Превращение донкихотства в культурное явление, охватывающее и бытовое поведение, подтверждается широким использованием имени-притчи в частной переписке, что избавляло от необходимости давать тому или иному лицу (в том числе и собственному внутреннему состоянию и собственным поступкам) пространную характеристику. Так, в письмах 1850--1860-х гг. настойчиво подчеркивал свое внутреннее родство с Дон Кихотом Аполлон Григорьев. Впрочем, у него же самоидентификация с сервантесовским героем находит и одно из самых ярких художественных воплощений, в поэме «Venezia la bella».
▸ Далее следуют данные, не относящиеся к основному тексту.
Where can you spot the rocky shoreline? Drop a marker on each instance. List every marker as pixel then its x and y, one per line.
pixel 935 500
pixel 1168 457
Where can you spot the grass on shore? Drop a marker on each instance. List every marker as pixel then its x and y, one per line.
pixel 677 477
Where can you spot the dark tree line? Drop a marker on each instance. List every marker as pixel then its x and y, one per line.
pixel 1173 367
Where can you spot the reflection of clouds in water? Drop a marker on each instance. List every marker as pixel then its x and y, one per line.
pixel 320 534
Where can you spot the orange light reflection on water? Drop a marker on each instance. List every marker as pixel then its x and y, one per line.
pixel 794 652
Но было в этом донкихотстве диком
Не самолюбье пошлое одно:
Кто слезы лить способен о великом,
Чье сердце жаждой истины полно,
В ком фанатизм способен на смиренье --
На том печать избранья и служенья.
Одной из самых ярких и плодотворных оказалась тургеневская интерпретация сервантесовского образа. Статья «Гамлет и Дон-Кихот» была напечатана в январском номере «Современника» в 1860 г. Интерпретация Тургеневым образа Дон Кихота была противопоставлена традиционному в русской литературе и публицистике взгляду на героя Сервантеса как на архаиста и консерватора, не желающего считаться с требованиями времени. Для Тургенева Дон Кихот -- положительный герой, борец, революционер, носитель новой идеологии. В тургеневской статье заметен отчетливый «русский» акцент. Она имела решающее значение для формирования представления о донкихотстве, воплощающем вполне определенную позитивную идею общественного служения. Вопросы, которые волновали писателя и к которым он неизменно возвращался на каждом новом этапе своей творческой биографии: взаимоотношение личности с обществом, необходимость для человека рано или поздно осмыслить свое существование, возможность деятельного, активного добра -- получили здесь философское обоснование и стали, таким образом, достоянием всего человечества. Именно к тургеневской статье, а не к роману Сервантеса нередко обращались последующие поколения читателей в поисках ответов на мучившие их вопросы о роли донкихотства в жизни.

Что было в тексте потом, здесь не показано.